Regardless of industry or size, businesses need consistent cash flow from their clients and customers to cover expenses such as employee salaries and utilities.
1. Terms of Sale
These are the payment terms agreed upon by you and the buyer. Cost, amount, delivery, payment method, and payment due date are all terms of sale. These are necessary elements of any invoice.
2. Payment in Advance
Payment in advance, or PIA, is a payment made ahead of time. It's not uncommon for business owners to demand upfront payments for their goods or services. A freelance graphic designer, for example, may require a 50% down payment before beginning a project. Advance payments protect sellers from non-payments and cover any out-of-pocket expenses required to complete the project.
3. Immediate Payment
This phrase is synonymous with "Cash on Delivery" (COD) or "Payable on Receipt." It indicates that a payment is due along with the delivery of a product or service. If the client does not immediately make the payment, the seller has the right to repossess the intellectual property goods.
4. Net7, 10, 30, 60, 90; Updating Invoicing Terms
These indicate that the net payment is due seven days, ten days, thirty days, sixty days, or ninety days after the invoice date. Because the term "net" can be confusing to both accounts payable teams and clients, plan to use a more clear word in your contracts, such as "Days," instead of "Net." Furthermore, to maintain a positive cash flow, use shorter terms such as "Please make payment within ten days."
5. 2/10 Net 30
A term like "Net 30" requires the client or customer to pay within 30 days. They will, however, receive a 2% discount if they pay within ten days. You are free to change these terms as you see fit. You could, for example, sweeten the pot by offering a 5% discount on invoices paid within a week.
6. Line of Credit Pay
Line of Credit Pay lets customers pay their bills over time, usually monthly or quarterly. So, it simply allows the customer to buy a product or service on credit.
7. Quotes & Estimates
Quotes and estimates are simply the estimated cost of your goods or services. This rough estimate allows the client to compare prices in the comfort of their own home. While this isn't the final amount you'll bill the client, it should still include invoicing essentials.
8. Recurring Invoice
A recurring invoice is a billing term that refers to ongoing services. Like a membership or subscription, they are typically for the same amount each month. This monthly payment eliminates some uncertainty in invoicing and simplifies your life.

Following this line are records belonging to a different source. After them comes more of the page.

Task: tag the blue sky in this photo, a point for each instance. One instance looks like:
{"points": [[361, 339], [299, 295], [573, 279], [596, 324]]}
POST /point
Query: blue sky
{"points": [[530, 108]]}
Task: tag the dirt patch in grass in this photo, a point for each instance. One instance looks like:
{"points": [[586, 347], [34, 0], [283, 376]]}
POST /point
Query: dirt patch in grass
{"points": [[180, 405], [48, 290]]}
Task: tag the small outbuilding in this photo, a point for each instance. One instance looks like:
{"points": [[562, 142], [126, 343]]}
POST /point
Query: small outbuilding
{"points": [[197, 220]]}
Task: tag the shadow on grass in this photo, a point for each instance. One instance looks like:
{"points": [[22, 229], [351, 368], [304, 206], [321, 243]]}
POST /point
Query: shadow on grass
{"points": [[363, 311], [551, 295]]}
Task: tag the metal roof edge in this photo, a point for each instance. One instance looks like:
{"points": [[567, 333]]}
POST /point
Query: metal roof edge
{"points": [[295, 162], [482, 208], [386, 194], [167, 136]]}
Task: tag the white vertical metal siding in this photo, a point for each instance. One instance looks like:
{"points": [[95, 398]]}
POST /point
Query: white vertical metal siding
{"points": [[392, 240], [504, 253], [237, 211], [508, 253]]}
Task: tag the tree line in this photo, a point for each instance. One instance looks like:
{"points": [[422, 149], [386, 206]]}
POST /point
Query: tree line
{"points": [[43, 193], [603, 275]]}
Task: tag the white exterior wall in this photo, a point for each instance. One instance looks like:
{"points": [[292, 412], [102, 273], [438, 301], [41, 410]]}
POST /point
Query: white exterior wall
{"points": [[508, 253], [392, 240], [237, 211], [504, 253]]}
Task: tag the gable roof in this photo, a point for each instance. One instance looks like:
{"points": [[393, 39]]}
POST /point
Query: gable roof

9. Interest Invoice — Make It Clear
Remember that when calculating late payment interest, you only charge for the number of days the payment is past due. An interest invoice informs the client that the invoice contains the relevant interest charges and payment date to settle the payment. Every month, resend these invoices and adjust the calculation to reflect the additional days past due.
10. Invoice Factoring
Invoice factoring is transferring your invoice to an invoice factoring company. You could get an 85% advance in as little as one day. However, remember that these companies will charge you a fee, so read the fine print carefully.